Background: Endobronchial tuberculosis is one of the serious complications of pulmonary tuberculosis. Without early diagnosis and proper treatment of endobronchial tuberculosis, bronchostenosis can leave and lead to the collapse of distal lung parenchyme, bronchiectasis, and secondary pneumonia accompanied with moderate to severe dyspnea, cough, hemoptysis, and localized wheezing. Therefore steroid therapy has been tried to prevent bronchostenosis. But the effect of steroid therapy on the endobronchial tuberculosis is not definite at present. We tried to elucidate the effect of steroid on the treatment of endobronchial tuberculosis for prevention of bronchostenosis. Methods: We observed the initial and sequential bronchoscopic findings, pulmonary function tests and simple chest roentgenograms in 58 patients diagnosed as endobronchial tuberculosis and admitted to Chung-Ang university hospital from 1988 to 1992. The patients in nonsteroid group (n=39) were treated with anti-tuberculosis chemotherapy only and steroid group(n=17) with combined steroid therapy.
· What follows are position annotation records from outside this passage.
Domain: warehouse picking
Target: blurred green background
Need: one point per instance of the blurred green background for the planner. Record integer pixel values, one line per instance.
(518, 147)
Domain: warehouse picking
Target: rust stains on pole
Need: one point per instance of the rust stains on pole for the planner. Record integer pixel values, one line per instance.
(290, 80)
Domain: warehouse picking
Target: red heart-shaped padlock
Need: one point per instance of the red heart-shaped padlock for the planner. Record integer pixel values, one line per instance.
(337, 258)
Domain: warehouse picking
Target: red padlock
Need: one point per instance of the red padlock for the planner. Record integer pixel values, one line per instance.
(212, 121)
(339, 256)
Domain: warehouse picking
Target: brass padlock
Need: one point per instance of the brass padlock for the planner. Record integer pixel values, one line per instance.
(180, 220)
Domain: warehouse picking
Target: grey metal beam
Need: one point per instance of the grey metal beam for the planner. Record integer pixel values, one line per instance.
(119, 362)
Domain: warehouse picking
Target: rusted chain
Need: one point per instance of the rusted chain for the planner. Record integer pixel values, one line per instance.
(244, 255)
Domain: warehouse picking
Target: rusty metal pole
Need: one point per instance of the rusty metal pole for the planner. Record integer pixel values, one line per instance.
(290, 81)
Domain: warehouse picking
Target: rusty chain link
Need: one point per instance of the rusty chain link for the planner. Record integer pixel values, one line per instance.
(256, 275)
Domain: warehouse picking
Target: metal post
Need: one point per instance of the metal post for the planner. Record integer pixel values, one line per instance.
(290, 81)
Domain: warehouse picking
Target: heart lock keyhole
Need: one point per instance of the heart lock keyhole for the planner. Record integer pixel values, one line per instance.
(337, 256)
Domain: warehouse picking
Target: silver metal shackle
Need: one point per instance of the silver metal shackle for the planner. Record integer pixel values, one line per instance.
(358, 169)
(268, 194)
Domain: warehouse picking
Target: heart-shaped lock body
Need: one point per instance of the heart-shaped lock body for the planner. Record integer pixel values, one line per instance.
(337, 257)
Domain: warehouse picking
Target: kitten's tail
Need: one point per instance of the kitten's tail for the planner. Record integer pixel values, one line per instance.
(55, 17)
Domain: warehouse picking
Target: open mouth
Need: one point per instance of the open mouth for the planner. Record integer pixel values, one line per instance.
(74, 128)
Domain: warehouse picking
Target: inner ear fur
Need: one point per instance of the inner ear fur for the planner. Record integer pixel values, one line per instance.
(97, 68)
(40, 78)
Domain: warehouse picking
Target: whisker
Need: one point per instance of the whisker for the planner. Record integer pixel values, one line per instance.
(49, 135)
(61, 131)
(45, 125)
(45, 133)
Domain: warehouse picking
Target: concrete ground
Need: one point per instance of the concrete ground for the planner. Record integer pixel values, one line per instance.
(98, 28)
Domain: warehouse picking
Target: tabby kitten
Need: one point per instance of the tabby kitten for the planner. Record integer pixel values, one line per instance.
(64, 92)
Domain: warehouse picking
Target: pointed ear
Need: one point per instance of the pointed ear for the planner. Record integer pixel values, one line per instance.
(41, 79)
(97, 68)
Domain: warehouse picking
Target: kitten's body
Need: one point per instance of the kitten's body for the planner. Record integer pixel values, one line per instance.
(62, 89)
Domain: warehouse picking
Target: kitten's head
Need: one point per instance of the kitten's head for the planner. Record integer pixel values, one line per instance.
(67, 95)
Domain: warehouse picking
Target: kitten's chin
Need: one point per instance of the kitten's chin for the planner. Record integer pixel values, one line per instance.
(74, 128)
Sequential bronchoscopic findings, pulmonary function tests, and chest roentgenograms were comparatively analyzed between the two groups. Results: 1) The endobronchial tuberculosis was highly prevalent in young females especially in third decade. 2) Both actively caseating type and the stenotic type without fibrosis was the most common in the bronchoscopic classification. 3) The sequential bronchoscopic findings in steroid group 2 months after treatment showed no significant improvements compared with nonsteroid group. 4) There was no significant difference between the two groups in the sequential bronchoscopic improvements according to bronchoscopic types. 5) We did not find any significant difference in improvements on follow-up pulmonary function tests and simple chest roentgenograms between the two groups 2 month after treatment. 6) There was no significant adverse effect of steroid during the treatment. Conclusion: Combined steroid therapy provably would not influence outcome of the treatment of endobronchial tuberculosis.